Paul is president and CEO of the Tennessee Education Lottery Corp. and was previously involved in launching the lotteries in Florida, Georgia and Illinois. She was  president of the World Lottery Association from 2022 to 2024.

A native of Indianapolis, Paul was Miss Indiana in 1972 and fourth runner-up in the 1973 Miss America Pageant.

Paul has been a Butler University trustee since 2019. She has been involved with numerous Butler initiatives, having served on the university’s alumni board and an advisory council for the dean of the Jordan College of the Arts.

Grant Leiendecker, vice president and director of athletics for Butler, said Paul’s gift will elevate opportunities for the university’s student athletes at a time when name, image and likeness is shifting the recruiting landscape and questions continue arising about the future model of intercollegiate sports.

“It’s coming at a critical time,” he said. “I think the funding model of college athletics is under intense pressure, moving toward revenue sharing—having to share revenue directly with the sports [and athletes] that are helping to produce it,” he said. “So this commitment is just going to be critically important to our ability to not only maintain but advance our women’s athletics programs in the future.”

Leinendecker, a 2011 Butler graduate who played basketball, said one of his main priorities since taking his position last year has been growing philanthropy for the athletics program.
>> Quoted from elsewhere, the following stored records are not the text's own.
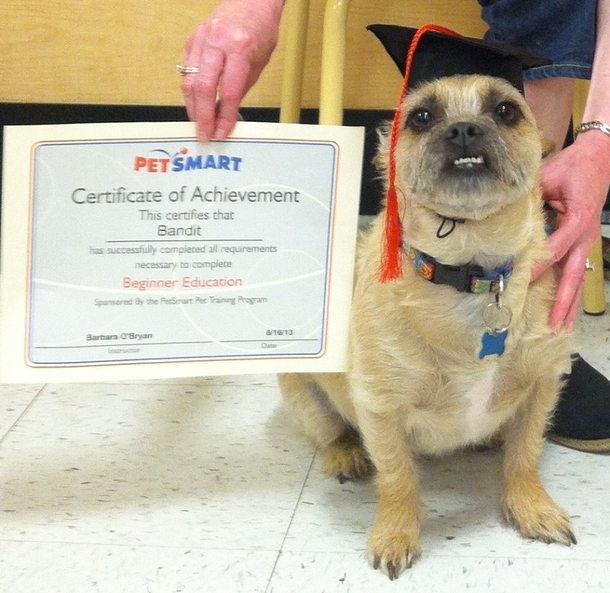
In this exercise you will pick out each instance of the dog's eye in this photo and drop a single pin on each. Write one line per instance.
(419, 119)
(507, 112)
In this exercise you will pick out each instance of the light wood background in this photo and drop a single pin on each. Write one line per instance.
(124, 51)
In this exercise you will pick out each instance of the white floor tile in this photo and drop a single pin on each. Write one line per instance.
(30, 567)
(344, 572)
(149, 464)
(14, 400)
(202, 484)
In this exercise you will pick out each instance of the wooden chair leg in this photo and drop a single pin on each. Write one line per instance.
(333, 62)
(294, 61)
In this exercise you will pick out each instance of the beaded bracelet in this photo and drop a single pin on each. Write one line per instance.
(593, 125)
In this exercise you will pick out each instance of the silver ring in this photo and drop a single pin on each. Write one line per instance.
(184, 70)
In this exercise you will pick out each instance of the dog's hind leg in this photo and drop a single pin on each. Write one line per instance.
(343, 454)
(526, 503)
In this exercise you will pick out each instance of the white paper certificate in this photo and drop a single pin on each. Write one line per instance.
(133, 251)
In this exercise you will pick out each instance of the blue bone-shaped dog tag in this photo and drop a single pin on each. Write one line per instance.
(492, 343)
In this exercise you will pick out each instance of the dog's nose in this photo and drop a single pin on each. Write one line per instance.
(464, 134)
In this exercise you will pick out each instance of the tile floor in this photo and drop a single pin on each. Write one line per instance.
(203, 485)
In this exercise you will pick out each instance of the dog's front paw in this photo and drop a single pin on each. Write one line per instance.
(346, 459)
(392, 551)
(540, 519)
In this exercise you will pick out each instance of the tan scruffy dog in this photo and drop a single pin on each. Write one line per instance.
(434, 366)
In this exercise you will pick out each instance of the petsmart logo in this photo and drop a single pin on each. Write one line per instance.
(164, 162)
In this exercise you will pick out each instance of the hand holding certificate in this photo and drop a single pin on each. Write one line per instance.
(132, 251)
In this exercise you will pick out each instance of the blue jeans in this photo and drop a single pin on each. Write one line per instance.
(561, 30)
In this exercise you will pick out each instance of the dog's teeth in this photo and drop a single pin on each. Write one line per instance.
(468, 161)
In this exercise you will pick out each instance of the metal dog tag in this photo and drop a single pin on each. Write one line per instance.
(497, 317)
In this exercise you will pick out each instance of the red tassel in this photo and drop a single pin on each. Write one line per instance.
(391, 268)
(390, 259)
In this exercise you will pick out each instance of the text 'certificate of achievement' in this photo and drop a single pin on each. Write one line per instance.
(131, 251)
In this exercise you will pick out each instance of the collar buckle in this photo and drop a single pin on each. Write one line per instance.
(460, 277)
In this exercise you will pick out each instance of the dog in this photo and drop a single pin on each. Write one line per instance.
(426, 376)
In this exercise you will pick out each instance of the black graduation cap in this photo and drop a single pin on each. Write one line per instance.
(438, 55)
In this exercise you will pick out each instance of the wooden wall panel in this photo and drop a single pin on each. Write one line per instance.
(124, 51)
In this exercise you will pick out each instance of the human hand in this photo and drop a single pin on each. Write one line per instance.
(230, 50)
(575, 185)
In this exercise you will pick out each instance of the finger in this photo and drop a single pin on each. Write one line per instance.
(192, 51)
(233, 87)
(559, 243)
(569, 291)
(202, 88)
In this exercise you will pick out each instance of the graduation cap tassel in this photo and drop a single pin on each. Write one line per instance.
(390, 258)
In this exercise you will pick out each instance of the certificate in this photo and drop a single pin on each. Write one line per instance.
(132, 251)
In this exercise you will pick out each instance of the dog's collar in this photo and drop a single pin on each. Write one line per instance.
(465, 278)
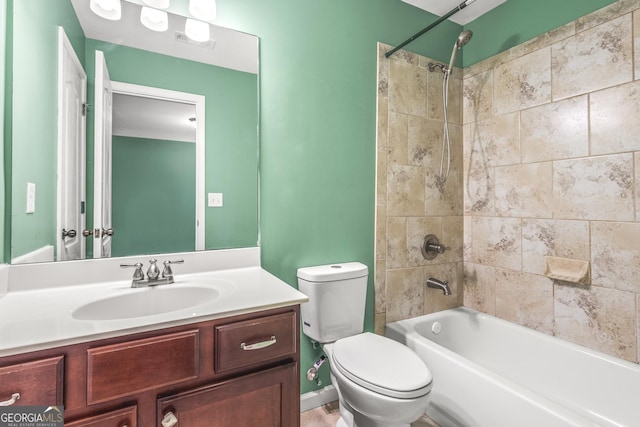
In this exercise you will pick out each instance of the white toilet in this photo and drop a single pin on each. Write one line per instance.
(380, 382)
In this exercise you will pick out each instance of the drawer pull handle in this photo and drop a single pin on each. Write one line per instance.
(169, 419)
(14, 397)
(259, 345)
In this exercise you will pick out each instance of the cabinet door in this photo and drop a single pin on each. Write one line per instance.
(39, 383)
(264, 399)
(125, 417)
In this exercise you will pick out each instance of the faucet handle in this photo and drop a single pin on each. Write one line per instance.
(167, 272)
(153, 271)
(137, 274)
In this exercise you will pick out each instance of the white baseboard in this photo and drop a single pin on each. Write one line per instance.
(321, 397)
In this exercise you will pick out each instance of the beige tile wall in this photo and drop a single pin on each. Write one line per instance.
(551, 167)
(410, 203)
(546, 161)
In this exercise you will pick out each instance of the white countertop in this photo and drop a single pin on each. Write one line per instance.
(36, 319)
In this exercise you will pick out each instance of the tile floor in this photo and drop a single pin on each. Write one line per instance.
(327, 416)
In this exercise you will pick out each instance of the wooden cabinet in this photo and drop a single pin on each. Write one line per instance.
(261, 399)
(35, 382)
(234, 371)
(125, 417)
(129, 367)
(255, 341)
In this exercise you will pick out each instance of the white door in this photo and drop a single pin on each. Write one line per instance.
(102, 160)
(72, 96)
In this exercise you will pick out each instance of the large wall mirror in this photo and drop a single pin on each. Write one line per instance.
(180, 118)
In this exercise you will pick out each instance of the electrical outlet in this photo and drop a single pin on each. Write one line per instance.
(215, 200)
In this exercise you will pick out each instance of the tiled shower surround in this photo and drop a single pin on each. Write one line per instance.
(545, 163)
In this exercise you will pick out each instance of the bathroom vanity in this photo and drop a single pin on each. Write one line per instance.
(228, 362)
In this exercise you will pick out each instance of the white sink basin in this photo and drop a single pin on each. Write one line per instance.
(147, 302)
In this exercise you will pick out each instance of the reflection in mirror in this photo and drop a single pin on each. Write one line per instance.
(155, 134)
(231, 118)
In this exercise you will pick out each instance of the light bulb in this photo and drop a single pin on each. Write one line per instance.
(107, 9)
(157, 4)
(204, 10)
(197, 31)
(153, 19)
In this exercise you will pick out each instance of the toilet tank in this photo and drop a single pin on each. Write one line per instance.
(337, 296)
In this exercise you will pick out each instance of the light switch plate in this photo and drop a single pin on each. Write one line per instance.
(31, 197)
(214, 200)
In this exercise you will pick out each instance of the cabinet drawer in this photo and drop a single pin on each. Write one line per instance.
(121, 369)
(39, 382)
(125, 417)
(256, 341)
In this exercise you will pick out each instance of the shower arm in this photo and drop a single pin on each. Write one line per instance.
(438, 21)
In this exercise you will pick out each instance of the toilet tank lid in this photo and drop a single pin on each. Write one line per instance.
(331, 272)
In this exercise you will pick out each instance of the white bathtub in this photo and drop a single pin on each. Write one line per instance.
(488, 372)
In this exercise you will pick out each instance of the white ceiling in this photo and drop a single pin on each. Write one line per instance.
(462, 17)
(153, 118)
(226, 48)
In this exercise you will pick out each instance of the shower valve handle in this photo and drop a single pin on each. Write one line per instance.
(431, 247)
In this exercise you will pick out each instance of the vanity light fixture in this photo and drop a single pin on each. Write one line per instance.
(197, 31)
(157, 4)
(204, 10)
(154, 19)
(107, 9)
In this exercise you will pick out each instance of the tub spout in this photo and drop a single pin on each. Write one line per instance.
(439, 284)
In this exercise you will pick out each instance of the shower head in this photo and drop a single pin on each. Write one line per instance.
(462, 40)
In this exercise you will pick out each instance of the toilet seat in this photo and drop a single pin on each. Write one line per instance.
(382, 365)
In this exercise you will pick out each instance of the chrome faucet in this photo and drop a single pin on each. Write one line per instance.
(443, 285)
(153, 273)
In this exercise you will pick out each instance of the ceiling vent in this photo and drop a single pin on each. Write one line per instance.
(182, 37)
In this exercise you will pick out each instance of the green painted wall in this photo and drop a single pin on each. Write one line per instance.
(34, 110)
(231, 109)
(318, 115)
(3, 75)
(153, 209)
(517, 21)
(318, 127)
(318, 118)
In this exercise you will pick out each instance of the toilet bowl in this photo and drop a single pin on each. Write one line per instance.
(380, 382)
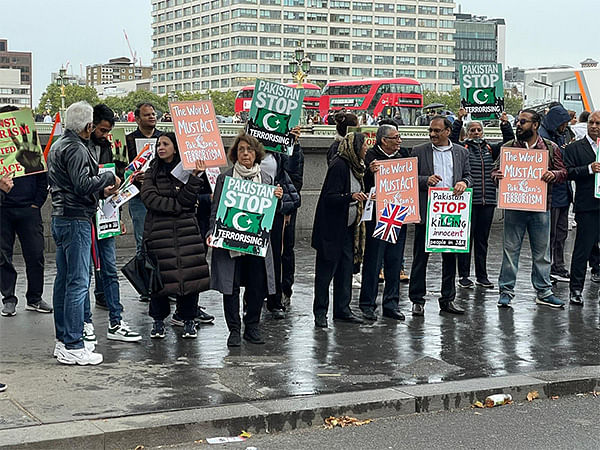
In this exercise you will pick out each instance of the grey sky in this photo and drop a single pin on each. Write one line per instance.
(539, 32)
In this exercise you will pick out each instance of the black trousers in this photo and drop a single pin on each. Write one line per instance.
(160, 306)
(288, 258)
(417, 288)
(249, 272)
(337, 267)
(26, 223)
(587, 236)
(481, 223)
(559, 230)
(276, 239)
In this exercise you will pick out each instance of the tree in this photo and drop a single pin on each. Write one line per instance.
(73, 94)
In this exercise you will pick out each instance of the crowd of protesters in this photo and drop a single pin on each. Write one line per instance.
(172, 223)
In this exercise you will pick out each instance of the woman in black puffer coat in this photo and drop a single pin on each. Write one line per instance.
(481, 157)
(171, 234)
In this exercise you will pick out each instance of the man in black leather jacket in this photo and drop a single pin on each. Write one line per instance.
(75, 187)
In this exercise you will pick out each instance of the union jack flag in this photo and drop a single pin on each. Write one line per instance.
(389, 224)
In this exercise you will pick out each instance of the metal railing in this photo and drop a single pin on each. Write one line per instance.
(230, 129)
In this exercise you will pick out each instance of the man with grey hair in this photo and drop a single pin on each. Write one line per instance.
(75, 186)
(377, 251)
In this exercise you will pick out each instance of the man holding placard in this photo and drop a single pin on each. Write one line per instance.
(528, 166)
(446, 165)
(582, 159)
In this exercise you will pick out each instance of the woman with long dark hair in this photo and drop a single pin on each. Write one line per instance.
(338, 234)
(172, 236)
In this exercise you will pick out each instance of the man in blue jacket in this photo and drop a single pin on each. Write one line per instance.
(553, 127)
(21, 216)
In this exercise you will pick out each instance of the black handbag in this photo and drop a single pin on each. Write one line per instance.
(143, 273)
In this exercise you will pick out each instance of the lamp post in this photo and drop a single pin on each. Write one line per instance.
(299, 69)
(62, 81)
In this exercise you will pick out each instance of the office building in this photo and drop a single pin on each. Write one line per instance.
(479, 40)
(225, 44)
(15, 76)
(115, 71)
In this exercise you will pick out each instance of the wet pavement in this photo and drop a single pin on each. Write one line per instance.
(297, 359)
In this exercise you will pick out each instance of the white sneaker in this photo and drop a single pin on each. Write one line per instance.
(80, 356)
(122, 332)
(88, 333)
(58, 347)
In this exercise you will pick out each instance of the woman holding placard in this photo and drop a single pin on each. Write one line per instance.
(231, 269)
(338, 233)
(172, 236)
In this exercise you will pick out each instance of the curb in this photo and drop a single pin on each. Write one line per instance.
(173, 427)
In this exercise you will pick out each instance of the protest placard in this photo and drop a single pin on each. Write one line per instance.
(107, 226)
(244, 217)
(521, 186)
(597, 176)
(482, 90)
(275, 110)
(118, 145)
(20, 150)
(197, 132)
(397, 183)
(448, 224)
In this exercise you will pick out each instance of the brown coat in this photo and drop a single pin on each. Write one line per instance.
(171, 232)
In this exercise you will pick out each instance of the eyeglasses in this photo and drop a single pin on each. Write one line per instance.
(524, 121)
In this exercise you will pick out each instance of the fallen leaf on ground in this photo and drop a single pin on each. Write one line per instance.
(344, 421)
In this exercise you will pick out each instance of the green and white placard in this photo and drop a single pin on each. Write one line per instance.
(244, 217)
(274, 111)
(482, 90)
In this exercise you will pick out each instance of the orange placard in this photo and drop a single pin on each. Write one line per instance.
(521, 187)
(197, 133)
(397, 182)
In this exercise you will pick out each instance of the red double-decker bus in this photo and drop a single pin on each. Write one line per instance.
(387, 97)
(312, 93)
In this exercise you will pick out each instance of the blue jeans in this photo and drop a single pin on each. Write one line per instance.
(137, 211)
(537, 225)
(108, 281)
(73, 245)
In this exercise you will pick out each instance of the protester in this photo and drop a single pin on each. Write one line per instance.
(582, 167)
(342, 122)
(378, 252)
(20, 215)
(338, 235)
(106, 289)
(231, 269)
(171, 236)
(294, 167)
(536, 224)
(441, 164)
(274, 165)
(145, 117)
(75, 187)
(580, 128)
(6, 184)
(554, 127)
(481, 159)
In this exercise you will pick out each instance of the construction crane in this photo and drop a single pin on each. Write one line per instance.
(134, 58)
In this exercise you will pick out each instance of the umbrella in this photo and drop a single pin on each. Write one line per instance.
(434, 106)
He said it is “absolutely my hope” that the gift spurs additional donations.

“This gift certainly sets a tone there, so that’s my hope, that this inspires other people to look at Butler athletics as as a philanthropic outlet and an opportunity to do good and benefit young men and women that are striving for for excellence every day,” he said. “I do believe this will inspire more leadership-level commitments to secure the future of Butler athletics.”

Paul will be recognized for her gift during the Butler’s men’s basketball game on Feb. 8 against Providence College and the women’s basketball game on Feb. 9 against Marquette University.

“We are deeply grateful to Rebecca Graham Paul for her extraordinary generosity and steadfast commitment to Butler University,” Butler President James Danko said in written remarks. “Her transformational gift will not only elevate our women’s athletics programs but also inspire future generations of female student-athletes to excel both on and off the field of play.”